Page:Revue des Deux Mondes - 1834 - tome 4.djvu/279

Cette page a été validée par deux contributeurs.
275
DE LA RÉFORME COMMERCIALE.

Le système restrictif, dites-vous, est bon pour protéger un produit qui a chance de réussir.

En droit, monsieur le ministre, je vous demande qui jugera de cette chance ? Où sont-ils donc ces juges consommés dans les questions industrielles, ces prophètes dans leur pays, qui puissent ou osent prononcer que telle industrie a chance de réussir, et qu’il y a lieu d’imposer au pays, au profit de quelques fabricans, une taxe indirecte, sans contrôle et sans publicité, pour que cette chance puisse être courue par ces fabricans ? S’il se trouvait des hommes doués d’une telle perspicacité ou d’une telle présomption, quelle limite fixeraient-ils à l’expérience ? Deux ans ? Dix ans ? Un quart de siècle ? Une génération ? Sur quelle base décideraient-ils qu’il faut une prohibition plutôt qu’un droit protecteur, et vice versa ? S’ils ont choisi le droit protecteur, d’après quelle donnée, expérimentale ou scientifique, fixeraient-ils la part du marché national qui peut être laissée à l’étranger ? Sera-ce le centième, comme pour les céréales, ou le trentième, comme pour les fers, ou plus du tiers, comme pour les houilles, ou de vingt-quatre pour un, comme pour le plomb[1] ?

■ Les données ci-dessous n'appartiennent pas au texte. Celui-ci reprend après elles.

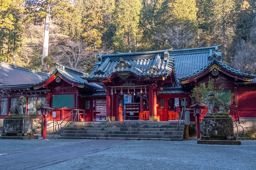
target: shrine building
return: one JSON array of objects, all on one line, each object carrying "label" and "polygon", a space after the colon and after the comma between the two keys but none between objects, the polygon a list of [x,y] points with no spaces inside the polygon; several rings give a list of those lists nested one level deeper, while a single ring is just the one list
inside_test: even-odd
[{"label": "shrine building", "polygon": [[255,75],[222,63],[218,46],[99,55],[89,75],[59,64],[49,74],[1,62],[5,77],[0,88],[10,95],[1,99],[0,119],[23,95],[27,113],[36,112],[35,104],[47,103],[56,121],[68,120],[74,114],[80,121],[175,121],[195,104],[193,88],[217,78],[215,87],[223,89],[221,96],[234,93],[228,100],[234,120],[256,117]]}]

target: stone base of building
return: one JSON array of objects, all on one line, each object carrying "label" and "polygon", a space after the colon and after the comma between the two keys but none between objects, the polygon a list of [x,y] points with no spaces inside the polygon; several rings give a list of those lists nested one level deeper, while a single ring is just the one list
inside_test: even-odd
[{"label": "stone base of building", "polygon": [[38,138],[32,133],[32,119],[27,115],[8,115],[4,120],[0,139],[29,139]]},{"label": "stone base of building", "polygon": [[198,144],[208,145],[241,145],[240,140],[204,140],[200,138],[197,140]]},{"label": "stone base of building", "polygon": [[228,113],[207,113],[202,123],[203,136],[198,144],[241,145],[234,136],[233,120]]},{"label": "stone base of building", "polygon": [[[2,134],[3,135],[3,134]],[[38,136],[33,135],[27,136],[0,136],[0,139],[20,139],[26,140],[27,139],[38,139]]]}]

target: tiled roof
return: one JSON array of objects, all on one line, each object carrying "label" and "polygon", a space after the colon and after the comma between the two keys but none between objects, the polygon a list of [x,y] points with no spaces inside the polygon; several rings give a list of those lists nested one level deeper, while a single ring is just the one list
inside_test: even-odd
[{"label": "tiled roof", "polygon": [[[132,72],[140,77],[168,75],[173,68],[174,59],[169,50],[100,55],[92,71],[83,78],[106,79],[115,73]],[[120,60],[120,58],[122,60]],[[121,59],[122,60],[122,59]]]},{"label": "tiled roof", "polygon": [[4,76],[0,84],[18,84],[35,83],[48,76],[48,73],[33,70],[0,61],[0,72]]},{"label": "tiled roof", "polygon": [[106,91],[104,90],[95,90],[94,93],[92,94],[85,94],[82,95],[83,97],[99,97],[104,96],[106,95]]},{"label": "tiled roof", "polygon": [[219,46],[190,49],[173,50],[169,53],[170,57],[174,58],[175,75],[177,83],[179,79],[187,76],[207,65],[210,61],[209,56],[216,52],[220,57],[221,53],[218,51]]},{"label": "tiled roof", "polygon": [[255,75],[252,75],[245,73],[239,70],[235,70],[230,67],[228,66],[221,62],[218,61],[216,59],[214,59],[210,62],[207,64],[204,67],[201,67],[198,70],[196,70],[191,74],[184,77],[179,79],[180,81],[182,81],[184,80],[186,80],[193,77],[198,74],[203,72],[206,70],[208,69],[214,63],[215,63],[218,66],[228,72],[232,73],[234,74],[243,77],[254,78],[255,77]]},{"label": "tiled roof", "polygon": [[186,93],[185,91],[182,90],[182,88],[180,87],[171,87],[163,88],[163,90],[158,91],[158,94],[176,94],[177,93]]},{"label": "tiled roof", "polygon": [[[178,84],[178,79],[187,76],[208,64],[210,62],[208,58],[212,56],[214,51],[221,60],[221,54],[218,51],[219,46],[100,55],[99,61],[95,63],[92,72],[83,78],[88,80],[105,79],[114,73],[122,72],[132,72],[140,76],[157,77],[169,75],[173,69]],[[129,63],[127,67],[117,68],[120,58]],[[153,66],[159,68],[159,71],[150,71]]]},{"label": "tiled roof", "polygon": [[86,80],[81,78],[81,76],[87,76],[88,74],[79,71],[74,70],[66,66],[58,65],[54,67],[55,70],[50,75],[41,81],[35,84],[35,86],[41,84],[47,81],[51,77],[52,75],[57,73],[59,73],[62,76],[68,80],[74,83],[84,85],[87,86],[101,89],[102,87],[94,83],[87,83]]}]

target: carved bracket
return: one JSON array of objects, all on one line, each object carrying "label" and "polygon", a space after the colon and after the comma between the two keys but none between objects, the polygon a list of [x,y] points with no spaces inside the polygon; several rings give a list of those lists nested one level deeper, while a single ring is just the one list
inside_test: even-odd
[{"label": "carved bracket", "polygon": [[120,58],[120,61],[119,62],[119,63],[118,63],[115,66],[115,69],[116,69],[118,68],[122,67],[123,67],[124,68],[126,67],[130,68],[132,66],[132,65],[131,64],[123,60],[122,58]]},{"label": "carved bracket", "polygon": [[219,61],[221,60],[221,56],[219,56],[216,55],[216,51],[213,51],[213,54],[211,56],[210,56],[208,57],[208,60],[210,61],[211,61],[214,59],[216,59]]}]

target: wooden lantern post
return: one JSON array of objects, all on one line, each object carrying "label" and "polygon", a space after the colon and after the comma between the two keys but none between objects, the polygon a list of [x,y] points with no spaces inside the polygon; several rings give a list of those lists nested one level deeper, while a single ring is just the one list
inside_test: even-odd
[{"label": "wooden lantern post", "polygon": [[44,117],[43,126],[43,139],[46,139],[46,128],[47,123],[47,116],[50,114],[49,111],[52,111],[54,109],[52,108],[49,106],[49,104],[42,104],[40,107],[36,109],[37,111],[40,111],[42,115]]},{"label": "wooden lantern post", "polygon": [[201,109],[205,107],[197,103],[192,106],[189,106],[189,108],[194,110],[194,115],[196,116],[196,126],[197,139],[198,139],[200,137],[200,121],[199,117],[202,115],[201,114]]}]

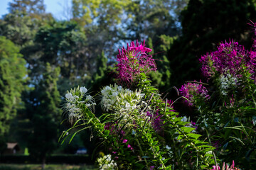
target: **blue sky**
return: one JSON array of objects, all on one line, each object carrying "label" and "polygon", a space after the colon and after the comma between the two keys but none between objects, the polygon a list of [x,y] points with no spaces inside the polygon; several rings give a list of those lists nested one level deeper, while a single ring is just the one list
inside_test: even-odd
[{"label": "blue sky", "polygon": [[[64,11],[68,11],[67,7],[71,6],[72,0],[44,0],[46,12],[53,13],[53,16],[59,20],[65,19]],[[13,0],[0,0],[0,17],[9,13],[9,3]],[[65,9],[65,10],[64,10]]]}]

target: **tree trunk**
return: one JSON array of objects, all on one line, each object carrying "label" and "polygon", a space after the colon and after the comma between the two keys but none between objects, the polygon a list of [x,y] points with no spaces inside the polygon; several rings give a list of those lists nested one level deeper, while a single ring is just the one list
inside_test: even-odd
[{"label": "tree trunk", "polygon": [[43,162],[42,162],[42,169],[44,169],[46,166],[46,157],[43,157]]}]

En fait, vos propres paroles, les expériences rapportées par vous, les applications les plus importantes du système restrictif consignées dans votre Exposé de motifs, détruisent le principe qui sert de base cependant à cet Exposé. Prenons, pour exemple, ce que vous dites sur les laines.

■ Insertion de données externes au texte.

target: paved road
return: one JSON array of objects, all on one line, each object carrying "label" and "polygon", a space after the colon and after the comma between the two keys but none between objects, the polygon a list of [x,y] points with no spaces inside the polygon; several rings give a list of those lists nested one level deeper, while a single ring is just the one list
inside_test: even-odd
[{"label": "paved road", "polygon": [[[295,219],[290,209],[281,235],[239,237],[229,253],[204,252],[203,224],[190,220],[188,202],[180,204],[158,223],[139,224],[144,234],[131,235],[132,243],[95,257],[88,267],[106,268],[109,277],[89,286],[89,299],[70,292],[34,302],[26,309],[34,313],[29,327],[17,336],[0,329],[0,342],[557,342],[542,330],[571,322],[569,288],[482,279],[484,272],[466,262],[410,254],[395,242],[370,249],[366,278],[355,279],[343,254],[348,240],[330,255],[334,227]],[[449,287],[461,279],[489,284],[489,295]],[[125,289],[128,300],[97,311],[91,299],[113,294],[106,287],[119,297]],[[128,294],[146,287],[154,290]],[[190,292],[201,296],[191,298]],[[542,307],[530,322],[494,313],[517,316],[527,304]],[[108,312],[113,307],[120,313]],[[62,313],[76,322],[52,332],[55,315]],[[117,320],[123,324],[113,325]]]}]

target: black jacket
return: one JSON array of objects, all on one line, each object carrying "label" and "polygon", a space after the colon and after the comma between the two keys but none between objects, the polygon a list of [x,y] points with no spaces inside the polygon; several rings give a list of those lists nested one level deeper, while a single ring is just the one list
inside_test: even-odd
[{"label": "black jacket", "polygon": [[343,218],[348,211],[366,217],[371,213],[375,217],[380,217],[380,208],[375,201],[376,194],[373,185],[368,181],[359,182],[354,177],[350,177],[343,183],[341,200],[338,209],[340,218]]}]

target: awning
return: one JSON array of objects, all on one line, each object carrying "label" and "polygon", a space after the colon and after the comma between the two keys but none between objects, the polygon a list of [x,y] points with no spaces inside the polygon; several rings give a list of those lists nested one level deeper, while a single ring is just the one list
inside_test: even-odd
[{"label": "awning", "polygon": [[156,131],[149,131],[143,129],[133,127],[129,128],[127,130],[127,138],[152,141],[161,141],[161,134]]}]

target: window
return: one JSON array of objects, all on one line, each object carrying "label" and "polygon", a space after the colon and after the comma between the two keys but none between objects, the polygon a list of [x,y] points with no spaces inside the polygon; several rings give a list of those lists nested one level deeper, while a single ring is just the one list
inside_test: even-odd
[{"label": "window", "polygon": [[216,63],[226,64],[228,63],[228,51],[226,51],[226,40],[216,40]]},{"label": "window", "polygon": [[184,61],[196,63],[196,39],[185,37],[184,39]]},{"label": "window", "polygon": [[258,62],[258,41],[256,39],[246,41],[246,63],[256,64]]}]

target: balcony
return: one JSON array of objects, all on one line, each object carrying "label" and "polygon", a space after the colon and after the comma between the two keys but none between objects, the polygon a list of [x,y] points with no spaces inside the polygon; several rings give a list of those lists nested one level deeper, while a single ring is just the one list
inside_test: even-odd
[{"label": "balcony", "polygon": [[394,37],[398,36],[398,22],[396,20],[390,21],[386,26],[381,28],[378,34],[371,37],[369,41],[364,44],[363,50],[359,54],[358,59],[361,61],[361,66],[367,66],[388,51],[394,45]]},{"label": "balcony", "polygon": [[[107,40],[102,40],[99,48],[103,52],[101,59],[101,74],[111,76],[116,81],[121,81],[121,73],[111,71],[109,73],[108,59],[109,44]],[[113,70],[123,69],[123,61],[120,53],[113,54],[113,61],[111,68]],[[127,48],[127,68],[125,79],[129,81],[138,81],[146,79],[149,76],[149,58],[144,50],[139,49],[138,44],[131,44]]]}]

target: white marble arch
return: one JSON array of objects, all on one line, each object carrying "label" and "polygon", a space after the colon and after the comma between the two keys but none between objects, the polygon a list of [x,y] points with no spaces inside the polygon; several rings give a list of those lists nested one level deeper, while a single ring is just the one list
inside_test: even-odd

S’il y a une industrie que la France puisse et doive acclimater chez elle, à laquelle son sol, son climat avec toutes ses variétés, ses habitudes et le génie de ses habitans, se prête favorablement, c’est l’éducation des troupeaux. Nous en avons chez nous tous les élémens ; et, malgré une législation que tout le monde aujourd’hui reconnaît et déclare mauvaise, nous y avons fait d’incontestables progrès. Eh bien ! cependant, s’il fallait admettre votre doctrine, l’industrie des laines n’aurait chez nous aucune chance de réussir, et il faudrait la classer parmi les industries exotiques, qui ne sont pas importables, et pour lesquelles le système restrictif est impuissant et inutile. Que dites-vous, en effet, de l’influence que ce système a exercée sur cette industrie ? « Que son but n’a pas été atteint, et

  1. Si l’on compare les quantités d’importation et d’exportation des blés en France depuis 1814, on trouve que l’excédant des importations équivaut à 70 jours de nourriture pour 19 années, soit 6935 jours ; c’est donc à très peu près le centième de notre production. Quant au fer, nous en produisons 180,000,000 de kil., et nous en importons moyennement 6,000,000. Nous produisons 16,000,000 environ d’hectolitres de houille, et nous en importons 6,000,000. Nous produisons 500,000 kil., de plomb ; nous en importons 12,000,000.